This is a good question, and I think the article doesn't cover this topic well.
From the article:
> The other one is to tell if during a pod's life the pod becomes too hot handling too much traffic (or an expensive computation) so that we don't send her more work to do and let her cool down, then the readiness probe succeeds and we start sending in more traffic again.
Well... maybe. Is it a routine occurrence that an individual Pod becomes "too hot"? If your load balancer can retry a request on, say, a 503 Service Unavailable, you may be better off relying on that retry combined with CPU-based autoscaling to add another Pod (it's simpler, tradeoff is the load balancer may spend too much time retrying).
If you can't or don't want to add additional Pods, then your client is going to see that 503 (or similar) anyway. I'd say, then, that the point of a Pod claiming it's "not ready" to get itself removed from the load balanced pool is to allow the load balancer to more quickly find an available Pod, but this adds complexity and may be irrelevant if you run enough Pods to have some overhead capacity.
A Rails app is a bit different from a node/go/java app in that (typically at least, if you're using Unicorn or other forking servers) each individual Pod can only handle a limited number of concurrent requests (8, 16, whatever it is). It's more likely then that any given Pod is at capacity.
But, liveness/readiness are not so simple. If these probes go through the main application stack, then they're tying up one of the precious few worker processes, even if only momentarily. I haven't worked with Ruby in a number of years, but I remember running a webrick server in the unicorn master process, separate from the main app stack, to respond to these checks. But I did not implement a readiness check that tracked the number of requests and reported "not ready" if all the workers are busy.

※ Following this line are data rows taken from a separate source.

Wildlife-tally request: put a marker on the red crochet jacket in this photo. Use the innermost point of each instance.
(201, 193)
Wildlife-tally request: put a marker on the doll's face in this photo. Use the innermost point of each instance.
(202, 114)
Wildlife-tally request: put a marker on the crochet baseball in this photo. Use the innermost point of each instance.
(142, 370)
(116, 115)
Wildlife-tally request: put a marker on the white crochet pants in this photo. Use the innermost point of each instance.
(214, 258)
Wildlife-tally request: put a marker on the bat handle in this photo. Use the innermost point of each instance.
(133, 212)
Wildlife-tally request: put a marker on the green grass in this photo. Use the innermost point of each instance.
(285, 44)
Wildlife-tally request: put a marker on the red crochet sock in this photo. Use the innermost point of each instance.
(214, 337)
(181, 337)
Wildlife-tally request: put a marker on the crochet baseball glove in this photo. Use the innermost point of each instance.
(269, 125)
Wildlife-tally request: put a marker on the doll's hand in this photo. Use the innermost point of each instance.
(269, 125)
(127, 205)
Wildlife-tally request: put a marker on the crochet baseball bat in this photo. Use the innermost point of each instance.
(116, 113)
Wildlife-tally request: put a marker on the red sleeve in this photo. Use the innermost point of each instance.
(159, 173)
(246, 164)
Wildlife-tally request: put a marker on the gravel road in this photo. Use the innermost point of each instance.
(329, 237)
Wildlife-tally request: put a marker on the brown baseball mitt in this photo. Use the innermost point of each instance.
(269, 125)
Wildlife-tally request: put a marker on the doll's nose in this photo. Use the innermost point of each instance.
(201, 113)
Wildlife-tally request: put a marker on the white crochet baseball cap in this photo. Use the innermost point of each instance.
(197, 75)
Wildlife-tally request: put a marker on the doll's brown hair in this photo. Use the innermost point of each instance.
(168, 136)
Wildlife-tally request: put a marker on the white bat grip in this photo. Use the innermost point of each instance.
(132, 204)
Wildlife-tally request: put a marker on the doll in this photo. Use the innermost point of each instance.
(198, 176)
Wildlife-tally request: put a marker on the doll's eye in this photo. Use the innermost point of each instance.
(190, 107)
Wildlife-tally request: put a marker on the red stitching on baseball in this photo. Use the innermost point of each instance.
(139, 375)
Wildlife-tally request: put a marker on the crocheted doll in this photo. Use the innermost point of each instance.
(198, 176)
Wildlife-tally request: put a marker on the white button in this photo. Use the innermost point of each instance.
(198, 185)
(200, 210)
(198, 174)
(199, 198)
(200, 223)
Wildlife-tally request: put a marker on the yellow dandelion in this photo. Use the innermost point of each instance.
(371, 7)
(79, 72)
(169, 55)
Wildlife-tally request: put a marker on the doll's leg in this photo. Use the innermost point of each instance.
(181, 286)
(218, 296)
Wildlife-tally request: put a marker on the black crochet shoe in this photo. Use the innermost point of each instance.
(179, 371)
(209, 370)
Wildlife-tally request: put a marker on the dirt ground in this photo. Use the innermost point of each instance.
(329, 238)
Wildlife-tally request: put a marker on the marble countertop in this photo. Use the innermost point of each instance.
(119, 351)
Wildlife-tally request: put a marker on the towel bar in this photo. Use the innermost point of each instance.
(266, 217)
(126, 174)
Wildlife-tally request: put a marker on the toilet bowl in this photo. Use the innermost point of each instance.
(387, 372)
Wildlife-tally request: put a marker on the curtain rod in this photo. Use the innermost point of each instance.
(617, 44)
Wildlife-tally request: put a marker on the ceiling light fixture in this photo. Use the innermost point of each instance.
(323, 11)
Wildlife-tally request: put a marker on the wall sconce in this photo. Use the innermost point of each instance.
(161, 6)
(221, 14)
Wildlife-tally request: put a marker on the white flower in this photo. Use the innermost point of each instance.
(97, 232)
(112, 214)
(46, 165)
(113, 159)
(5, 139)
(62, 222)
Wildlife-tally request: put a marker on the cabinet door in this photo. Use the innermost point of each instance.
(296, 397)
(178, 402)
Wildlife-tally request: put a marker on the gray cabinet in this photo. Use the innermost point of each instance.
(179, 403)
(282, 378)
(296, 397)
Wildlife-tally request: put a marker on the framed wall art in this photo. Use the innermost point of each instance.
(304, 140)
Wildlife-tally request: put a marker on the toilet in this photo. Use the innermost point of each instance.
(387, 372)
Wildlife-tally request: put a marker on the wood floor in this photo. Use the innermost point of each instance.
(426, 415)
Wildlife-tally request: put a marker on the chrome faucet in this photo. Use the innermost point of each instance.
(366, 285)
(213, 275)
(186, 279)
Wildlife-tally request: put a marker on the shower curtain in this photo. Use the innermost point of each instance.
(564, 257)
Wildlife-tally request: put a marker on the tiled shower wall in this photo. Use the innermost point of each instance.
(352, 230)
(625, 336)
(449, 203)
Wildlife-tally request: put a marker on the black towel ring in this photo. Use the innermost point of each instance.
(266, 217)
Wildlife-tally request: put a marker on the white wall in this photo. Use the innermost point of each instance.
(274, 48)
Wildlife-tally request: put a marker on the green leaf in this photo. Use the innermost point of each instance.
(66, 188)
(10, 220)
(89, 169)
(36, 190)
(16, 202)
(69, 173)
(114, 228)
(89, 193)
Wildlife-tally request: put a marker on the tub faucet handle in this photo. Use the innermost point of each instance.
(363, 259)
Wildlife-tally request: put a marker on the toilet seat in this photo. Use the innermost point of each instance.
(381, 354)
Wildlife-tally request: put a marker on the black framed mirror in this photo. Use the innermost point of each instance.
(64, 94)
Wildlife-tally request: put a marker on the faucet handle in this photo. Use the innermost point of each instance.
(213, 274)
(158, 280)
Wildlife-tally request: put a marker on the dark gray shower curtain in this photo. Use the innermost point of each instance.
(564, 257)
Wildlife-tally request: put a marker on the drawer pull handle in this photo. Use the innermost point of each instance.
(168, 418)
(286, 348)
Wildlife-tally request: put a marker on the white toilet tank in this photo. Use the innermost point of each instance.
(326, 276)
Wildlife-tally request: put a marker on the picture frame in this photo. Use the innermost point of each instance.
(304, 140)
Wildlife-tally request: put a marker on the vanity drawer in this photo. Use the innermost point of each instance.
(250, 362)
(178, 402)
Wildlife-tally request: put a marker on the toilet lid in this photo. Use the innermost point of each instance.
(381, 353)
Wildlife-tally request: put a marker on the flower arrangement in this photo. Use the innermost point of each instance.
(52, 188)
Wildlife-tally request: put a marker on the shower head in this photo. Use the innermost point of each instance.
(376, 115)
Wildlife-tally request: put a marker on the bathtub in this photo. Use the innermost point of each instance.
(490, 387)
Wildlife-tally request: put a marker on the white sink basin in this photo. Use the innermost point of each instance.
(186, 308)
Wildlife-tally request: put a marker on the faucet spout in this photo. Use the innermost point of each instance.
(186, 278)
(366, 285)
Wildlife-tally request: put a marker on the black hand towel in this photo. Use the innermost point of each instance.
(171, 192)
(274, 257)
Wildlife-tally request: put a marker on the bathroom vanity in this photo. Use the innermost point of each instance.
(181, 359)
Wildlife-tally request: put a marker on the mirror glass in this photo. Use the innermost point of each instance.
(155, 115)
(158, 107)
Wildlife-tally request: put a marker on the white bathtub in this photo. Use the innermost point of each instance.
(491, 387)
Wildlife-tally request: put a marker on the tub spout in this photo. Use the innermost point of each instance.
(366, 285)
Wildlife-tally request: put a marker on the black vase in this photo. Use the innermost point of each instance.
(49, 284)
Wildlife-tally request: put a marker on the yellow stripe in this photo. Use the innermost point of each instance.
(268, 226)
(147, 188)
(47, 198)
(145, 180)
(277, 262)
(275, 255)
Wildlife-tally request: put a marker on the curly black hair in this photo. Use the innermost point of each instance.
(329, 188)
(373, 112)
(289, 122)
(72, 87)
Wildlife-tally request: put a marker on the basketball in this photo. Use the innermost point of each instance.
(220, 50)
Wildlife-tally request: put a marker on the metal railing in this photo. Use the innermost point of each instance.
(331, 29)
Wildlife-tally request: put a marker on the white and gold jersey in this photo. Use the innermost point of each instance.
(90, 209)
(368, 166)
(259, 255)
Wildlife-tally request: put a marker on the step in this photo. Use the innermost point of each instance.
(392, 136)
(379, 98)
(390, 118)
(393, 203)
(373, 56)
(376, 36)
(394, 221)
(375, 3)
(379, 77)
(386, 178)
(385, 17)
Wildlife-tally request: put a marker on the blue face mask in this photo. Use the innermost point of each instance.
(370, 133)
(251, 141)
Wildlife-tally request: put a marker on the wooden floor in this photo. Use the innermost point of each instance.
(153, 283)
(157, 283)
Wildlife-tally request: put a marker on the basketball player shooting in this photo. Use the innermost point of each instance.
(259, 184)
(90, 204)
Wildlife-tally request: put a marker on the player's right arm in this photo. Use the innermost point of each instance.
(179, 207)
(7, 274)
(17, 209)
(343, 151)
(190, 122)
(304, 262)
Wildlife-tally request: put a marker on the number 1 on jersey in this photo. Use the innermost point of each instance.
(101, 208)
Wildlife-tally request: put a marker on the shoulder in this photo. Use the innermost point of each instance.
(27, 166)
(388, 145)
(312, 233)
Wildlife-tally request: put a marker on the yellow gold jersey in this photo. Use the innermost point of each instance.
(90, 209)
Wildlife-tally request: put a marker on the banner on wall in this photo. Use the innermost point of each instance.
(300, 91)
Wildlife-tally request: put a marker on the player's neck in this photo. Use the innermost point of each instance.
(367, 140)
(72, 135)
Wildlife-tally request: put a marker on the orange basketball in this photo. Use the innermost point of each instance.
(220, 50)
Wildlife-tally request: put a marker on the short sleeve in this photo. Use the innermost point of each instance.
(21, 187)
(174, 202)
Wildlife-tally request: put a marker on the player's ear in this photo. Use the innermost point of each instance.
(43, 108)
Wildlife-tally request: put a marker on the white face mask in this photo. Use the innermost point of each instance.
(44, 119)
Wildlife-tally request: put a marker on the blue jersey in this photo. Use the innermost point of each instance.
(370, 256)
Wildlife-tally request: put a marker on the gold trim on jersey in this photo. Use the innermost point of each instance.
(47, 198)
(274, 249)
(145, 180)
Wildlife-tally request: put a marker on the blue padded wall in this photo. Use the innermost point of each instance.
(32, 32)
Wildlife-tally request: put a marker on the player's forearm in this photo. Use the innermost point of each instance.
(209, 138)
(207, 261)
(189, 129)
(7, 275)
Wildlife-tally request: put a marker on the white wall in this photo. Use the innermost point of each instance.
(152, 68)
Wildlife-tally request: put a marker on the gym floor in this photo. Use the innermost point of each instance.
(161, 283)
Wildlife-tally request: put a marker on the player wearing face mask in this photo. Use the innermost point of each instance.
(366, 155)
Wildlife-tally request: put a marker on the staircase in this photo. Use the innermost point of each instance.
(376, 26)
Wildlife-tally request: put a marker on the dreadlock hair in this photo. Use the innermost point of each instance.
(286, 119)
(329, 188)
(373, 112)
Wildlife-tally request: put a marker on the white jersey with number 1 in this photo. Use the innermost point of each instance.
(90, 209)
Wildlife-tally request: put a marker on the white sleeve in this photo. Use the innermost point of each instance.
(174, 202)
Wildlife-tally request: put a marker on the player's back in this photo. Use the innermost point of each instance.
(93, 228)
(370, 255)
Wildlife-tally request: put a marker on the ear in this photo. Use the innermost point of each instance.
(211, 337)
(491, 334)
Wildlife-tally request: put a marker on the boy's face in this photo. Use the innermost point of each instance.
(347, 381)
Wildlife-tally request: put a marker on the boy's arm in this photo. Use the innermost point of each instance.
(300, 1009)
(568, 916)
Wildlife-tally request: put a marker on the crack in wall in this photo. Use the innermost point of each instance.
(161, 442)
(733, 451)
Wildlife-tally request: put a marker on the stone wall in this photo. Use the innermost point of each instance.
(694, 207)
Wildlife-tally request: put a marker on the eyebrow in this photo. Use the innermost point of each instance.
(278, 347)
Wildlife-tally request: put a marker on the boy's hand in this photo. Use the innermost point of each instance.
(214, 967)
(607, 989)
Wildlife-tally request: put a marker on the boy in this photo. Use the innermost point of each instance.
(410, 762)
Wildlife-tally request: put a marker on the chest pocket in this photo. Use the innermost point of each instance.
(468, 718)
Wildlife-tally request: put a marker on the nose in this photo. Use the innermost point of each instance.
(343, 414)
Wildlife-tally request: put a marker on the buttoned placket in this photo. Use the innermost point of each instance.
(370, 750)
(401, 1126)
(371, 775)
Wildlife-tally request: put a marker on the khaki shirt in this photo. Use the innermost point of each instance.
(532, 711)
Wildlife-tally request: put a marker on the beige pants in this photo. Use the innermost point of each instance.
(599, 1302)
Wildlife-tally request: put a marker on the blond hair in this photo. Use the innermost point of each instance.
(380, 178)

For the readiness probe a simple endpoint that returns 200 is enough. This tests your service’s ability to respond to requests without depending on any other dependencies (sessions which might use Redis or a user auth service which might use a database).
For liveness probe I guess you could check if your service is accepting TCP connections? I don’t think there should ever be a reason for your service to outright refuse connections unless the main service process has crashed (in which case it’s best to let Kubernetes restart the container instead of having a recovery mechanism inside the container itself like supervisord or daemon tools).
> For the readiness probe a simple endpoint that returns 200 is enough. This tests your service’s ability to respond to requests without depending on any other dependencies (sessions which might use Redis or a user auth service which might use a database).
If the underlying dependencies aren't working, can a pod actually be considered ready and able to serve traffic? For example, if database calls are essential to a pod being functional and the pod can't communicate with the database, should the pod actually be eligible for traffic?
> Do not fail either of the probes if any of your shared dependencies is down, it would cause cascading failure of all the pods.
The idea would be that the downstream dependencies have their own probes and if they fail they will get restarted in isolation without touching the services that depend on them (that are only temporarily degraded because of the dependency failure and will recover as soon as the dependency is fixed).